# Power Constrained High-Level Synthesis of Battery Powered Digital Systems

S.F. Nielsen and J. Madsen Informatics and Mathematical Modelling Technical University of Denmark {sfn,jan}@imm.dtu.dk

# Abstract

We present a high-level synthesis algorithm solving the combined scheduling, allocation and binding problem minimizing area under both latency and maximum power per clock-cycle constraints. Our approach eliminates the large power spikes, resulting in an increased battery lifetime, a property of outmost importance for battery powered embedded systems. Our approach extends the partial-clique partitioning algorithm of [3] by introducing power awareness through a heuristic algorithm which bounds the design space to those of power feasible schedules. We have applied our algorithm on a set of dataflow graphs and investigated the impact on circuit area when applying different power constraints.

# 1. Introduction

Our target applications are low-cost portable embedded systems. Today, consumers demand portable applications so tiny that they go virtually undetected when not in use. An interesting aspect of this application area is the lowcost issue which puts focus on reducing the overall system cost, eg. a requirement to select a low-priced (low-quality) battery over a high-priced (high-quality) battery. Now, the amount of total energy/charge available from a battery, and thus its life-time, depends strongly on the current profile of the application [1, 2]. In particular if the peak-current exceeds a maximum-threshold the life-time starts dropping dramatically, this effect is more dominant on batteries of low quality, where up to a 20-30 percent extension of lifetime has been reported when designing for battery powered systems [1]. In figure 1 is shown both an undesirable and a more desirable schedule.

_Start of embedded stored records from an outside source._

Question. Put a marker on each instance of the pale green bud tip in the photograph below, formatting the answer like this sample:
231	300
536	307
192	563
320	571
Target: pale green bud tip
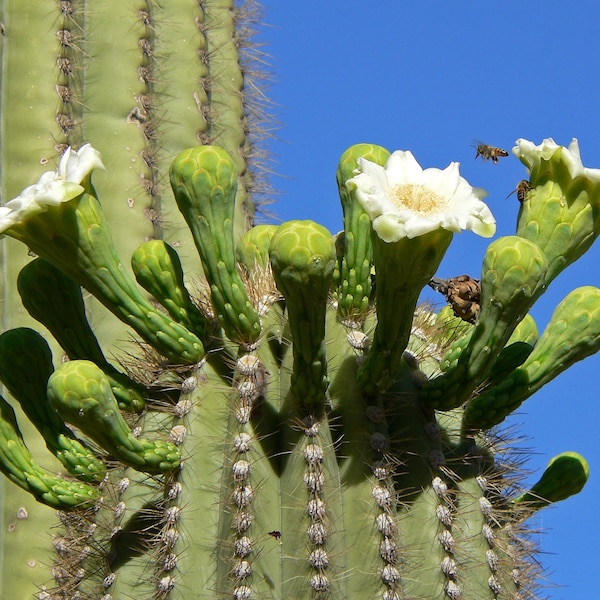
303	246
204	166
79	383
565	475
403	200
53	187
548	160
253	248
349	159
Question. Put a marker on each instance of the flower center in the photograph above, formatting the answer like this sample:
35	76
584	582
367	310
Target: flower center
417	198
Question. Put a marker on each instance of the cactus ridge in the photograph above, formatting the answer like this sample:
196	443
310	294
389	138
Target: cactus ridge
301	429
285	434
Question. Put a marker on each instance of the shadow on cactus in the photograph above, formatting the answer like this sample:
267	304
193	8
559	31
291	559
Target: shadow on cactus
304	429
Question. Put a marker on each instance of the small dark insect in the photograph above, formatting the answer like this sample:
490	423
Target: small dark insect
489	152
521	190
463	293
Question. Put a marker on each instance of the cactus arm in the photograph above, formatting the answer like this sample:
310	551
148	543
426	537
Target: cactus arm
572	334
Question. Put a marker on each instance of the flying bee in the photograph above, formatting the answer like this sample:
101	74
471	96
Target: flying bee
521	190
489	152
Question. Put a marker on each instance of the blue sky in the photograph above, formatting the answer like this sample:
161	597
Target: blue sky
433	78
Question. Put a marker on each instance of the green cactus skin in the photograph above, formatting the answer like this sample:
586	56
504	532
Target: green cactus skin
204	182
356	259
55	300
141	82
299	457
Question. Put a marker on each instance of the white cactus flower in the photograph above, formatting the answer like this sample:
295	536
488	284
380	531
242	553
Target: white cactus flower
53	187
404	200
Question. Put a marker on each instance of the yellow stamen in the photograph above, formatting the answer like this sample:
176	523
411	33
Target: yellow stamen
417	198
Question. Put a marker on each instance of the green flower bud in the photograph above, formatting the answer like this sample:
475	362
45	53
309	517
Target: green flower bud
565	476
354	285
204	181
81	394
513	277
157	269
303	258
562	211
253	249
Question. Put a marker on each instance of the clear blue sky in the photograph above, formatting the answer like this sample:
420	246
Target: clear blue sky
433	77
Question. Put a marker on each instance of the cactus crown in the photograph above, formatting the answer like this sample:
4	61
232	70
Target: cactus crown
299	427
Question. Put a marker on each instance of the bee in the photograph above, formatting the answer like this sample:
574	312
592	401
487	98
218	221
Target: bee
489	152
521	190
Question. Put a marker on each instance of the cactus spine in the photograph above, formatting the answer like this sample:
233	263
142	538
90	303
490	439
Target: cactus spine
297	428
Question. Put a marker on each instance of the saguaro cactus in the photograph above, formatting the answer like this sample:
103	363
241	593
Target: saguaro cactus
296	426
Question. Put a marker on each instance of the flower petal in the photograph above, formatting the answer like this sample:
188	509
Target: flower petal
52	187
427	200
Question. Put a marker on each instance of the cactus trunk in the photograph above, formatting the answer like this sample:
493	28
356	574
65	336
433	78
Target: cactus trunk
293	426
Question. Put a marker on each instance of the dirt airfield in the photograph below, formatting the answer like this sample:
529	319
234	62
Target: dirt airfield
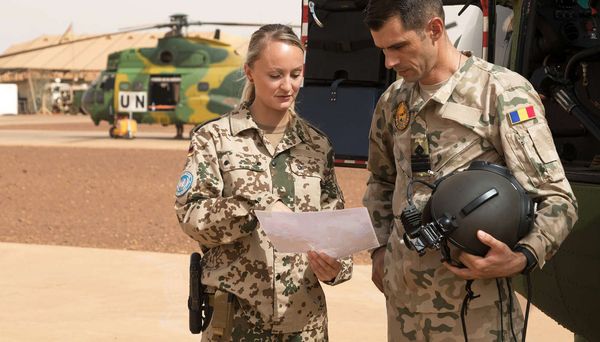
65	182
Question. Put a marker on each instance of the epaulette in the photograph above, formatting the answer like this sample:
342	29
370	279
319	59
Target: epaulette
200	125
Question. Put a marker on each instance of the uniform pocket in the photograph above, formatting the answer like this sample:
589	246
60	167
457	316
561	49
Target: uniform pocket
243	174
307	173
535	151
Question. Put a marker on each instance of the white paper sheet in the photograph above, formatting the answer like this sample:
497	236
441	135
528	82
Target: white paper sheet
338	233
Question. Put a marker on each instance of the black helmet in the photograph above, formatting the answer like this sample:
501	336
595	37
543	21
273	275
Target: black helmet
483	197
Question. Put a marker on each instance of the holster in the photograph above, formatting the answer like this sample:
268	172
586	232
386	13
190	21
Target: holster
198	300
222	318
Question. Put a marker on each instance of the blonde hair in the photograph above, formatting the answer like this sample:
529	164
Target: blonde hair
258	41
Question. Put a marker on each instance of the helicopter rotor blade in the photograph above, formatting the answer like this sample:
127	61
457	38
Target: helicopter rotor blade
217	23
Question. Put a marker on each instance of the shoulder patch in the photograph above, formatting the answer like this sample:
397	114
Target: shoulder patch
185	184
521	115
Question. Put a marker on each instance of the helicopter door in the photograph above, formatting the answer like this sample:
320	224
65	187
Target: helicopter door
163	92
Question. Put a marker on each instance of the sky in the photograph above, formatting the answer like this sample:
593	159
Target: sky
24	20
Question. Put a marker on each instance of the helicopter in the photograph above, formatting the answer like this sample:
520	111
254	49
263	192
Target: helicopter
183	80
555	44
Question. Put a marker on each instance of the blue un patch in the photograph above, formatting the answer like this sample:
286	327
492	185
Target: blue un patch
185	183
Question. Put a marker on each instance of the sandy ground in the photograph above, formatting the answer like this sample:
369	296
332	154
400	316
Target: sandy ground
64	182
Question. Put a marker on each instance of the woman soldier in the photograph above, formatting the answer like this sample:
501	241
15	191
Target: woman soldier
261	156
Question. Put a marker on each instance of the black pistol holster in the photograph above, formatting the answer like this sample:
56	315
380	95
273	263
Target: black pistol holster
198	303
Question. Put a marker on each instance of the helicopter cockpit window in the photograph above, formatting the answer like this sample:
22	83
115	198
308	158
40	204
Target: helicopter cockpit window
166	57
138	86
163	92
203	86
99	96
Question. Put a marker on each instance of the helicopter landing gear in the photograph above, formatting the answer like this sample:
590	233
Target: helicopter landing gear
179	131
124	127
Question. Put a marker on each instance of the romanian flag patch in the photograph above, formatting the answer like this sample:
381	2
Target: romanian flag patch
522	114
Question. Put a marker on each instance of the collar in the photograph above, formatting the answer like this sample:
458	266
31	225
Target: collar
241	120
416	102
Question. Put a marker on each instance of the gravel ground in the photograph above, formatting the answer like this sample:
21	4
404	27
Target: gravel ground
106	198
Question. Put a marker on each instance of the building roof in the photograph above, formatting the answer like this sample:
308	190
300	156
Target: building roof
87	52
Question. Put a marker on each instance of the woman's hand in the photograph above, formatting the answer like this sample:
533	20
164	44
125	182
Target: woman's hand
325	267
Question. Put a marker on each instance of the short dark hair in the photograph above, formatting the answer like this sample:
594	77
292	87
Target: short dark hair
414	14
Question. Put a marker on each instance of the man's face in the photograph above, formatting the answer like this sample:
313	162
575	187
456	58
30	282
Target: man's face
410	53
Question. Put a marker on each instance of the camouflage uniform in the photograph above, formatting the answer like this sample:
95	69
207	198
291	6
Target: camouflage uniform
465	120
233	170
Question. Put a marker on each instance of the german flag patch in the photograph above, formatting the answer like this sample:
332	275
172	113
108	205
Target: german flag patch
522	115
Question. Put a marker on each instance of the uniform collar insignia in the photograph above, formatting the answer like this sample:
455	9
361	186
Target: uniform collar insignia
402	117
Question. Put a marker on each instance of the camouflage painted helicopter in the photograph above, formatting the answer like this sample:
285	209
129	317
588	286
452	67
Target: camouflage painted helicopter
553	43
183	80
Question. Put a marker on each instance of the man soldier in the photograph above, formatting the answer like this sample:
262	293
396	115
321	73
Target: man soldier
448	109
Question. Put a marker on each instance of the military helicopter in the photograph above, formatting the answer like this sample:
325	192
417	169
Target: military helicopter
553	43
183	80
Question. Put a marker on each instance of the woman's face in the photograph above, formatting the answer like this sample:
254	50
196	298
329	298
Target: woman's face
277	75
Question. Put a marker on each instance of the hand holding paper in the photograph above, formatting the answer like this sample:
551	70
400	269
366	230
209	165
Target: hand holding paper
337	233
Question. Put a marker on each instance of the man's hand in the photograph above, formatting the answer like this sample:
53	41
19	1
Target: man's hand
499	262
325	267
377	267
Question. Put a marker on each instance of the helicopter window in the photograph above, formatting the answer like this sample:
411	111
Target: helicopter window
99	96
203	86
108	83
137	86
166	57
163	92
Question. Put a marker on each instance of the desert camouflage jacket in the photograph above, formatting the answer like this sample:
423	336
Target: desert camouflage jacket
232	170
467	119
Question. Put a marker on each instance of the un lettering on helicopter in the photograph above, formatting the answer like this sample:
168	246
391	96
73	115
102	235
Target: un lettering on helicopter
132	101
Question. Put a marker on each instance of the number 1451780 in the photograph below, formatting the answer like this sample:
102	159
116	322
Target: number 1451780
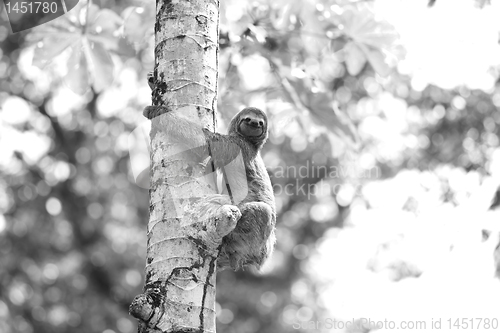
31	7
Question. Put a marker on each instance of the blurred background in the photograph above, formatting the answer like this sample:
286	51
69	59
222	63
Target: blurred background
384	155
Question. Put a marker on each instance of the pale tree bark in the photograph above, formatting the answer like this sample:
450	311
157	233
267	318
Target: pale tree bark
187	221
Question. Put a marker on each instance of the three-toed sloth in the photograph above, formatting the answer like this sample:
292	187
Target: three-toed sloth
252	240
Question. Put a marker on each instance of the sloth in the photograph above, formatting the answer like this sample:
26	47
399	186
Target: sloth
252	240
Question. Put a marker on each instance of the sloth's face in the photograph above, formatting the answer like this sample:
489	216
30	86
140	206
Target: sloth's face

So far the main efforts in low-power synthesis can be divided into two groups: (a) Low level allocation and assignment [4, 5, 6, 7]: Here the goal is to combine functional units and operations in such a way that the internal



Figure 1. Undesired power schedule (top). Desired power schedule (bottom).

switching activity of the functional units is minimized. (*b*) *Task level scheduling* [1, 2, 8]: Here the goal is to schedule tasks in such an order the peak system power is minimized. The majority of these algorithms are either based on meta-heuristic algorithms, or two-step algorithms [1, 2] where in step one a traditional time constrained schedule is constructed and in step two the schedule is reordered to meet the power constraint.

In this paper we present a heuristic synthesis algorithm which solves: (i) scheduling, (ii) allocation and (iii) assignment simultaneously under both a time and power constraint. This enables us to expand the exploration of the design space to include different types of functional units eg. the speed and energy usage of an operator can be traded versus the area of the operator.

### 2. Power Heuristic Scheduling

The main idea of our algorithm is to heuristically "stretch" the classical **asap** schedule to fit the power constraint, ie. to schedule the operators as fast as possible, but only if there is power available meaning some operators will be delayed additional cycles. The power constrained **asap** 

| Module      | Oprs          | Area | Clk-cyc. | Р   |
|-------------|---------------|------|----------|-----|
| add         | {+}           | 87   | 1        | 2.5 |
| sub         | {-}           | 87   | 1        | 2.5 |
| comp        | {>}           | 8    | 1        | 2.5 |
| ALU         | $\{+, -, >\}$ | 97   | 1        | 2.5 |
| Mult (ser.) | {*}           | 103  | 4        | 2.7 |
| Mult (par.) | {*}           | 339  | 2        | 8.1 |
| input       | imp           | 16   | 1        | 0.2 |
| output      | xpt           | 16   | 1        | 1.7 |

#### Table 1. Functional unit library.

scheduling algorithm, **pasap** ( $P_{<}$ ), is as follows:

- **Initialize:** Schedule source start-time to zero and initialize the execution offset  $o_i$  (cycles) to zero for all operators.
- step 1: Pick an unscheduled operator  $v_i$
- step 2: If  $v_i$  has unscheduled predecessors, goto 4.
- **step 3:** if there is power available in the execution time interval  $[(t_i+o_i)..(t_i+o_i+d_i)]$ , where  $d_i$  is the execution delay of  $v_i$  and  $t_i = \max\{t_j+d_j\} \forall v_j \rightarrow v_i$ , schedule operation i at time  $t_i$ , otherwise increase  $o_i$  by one.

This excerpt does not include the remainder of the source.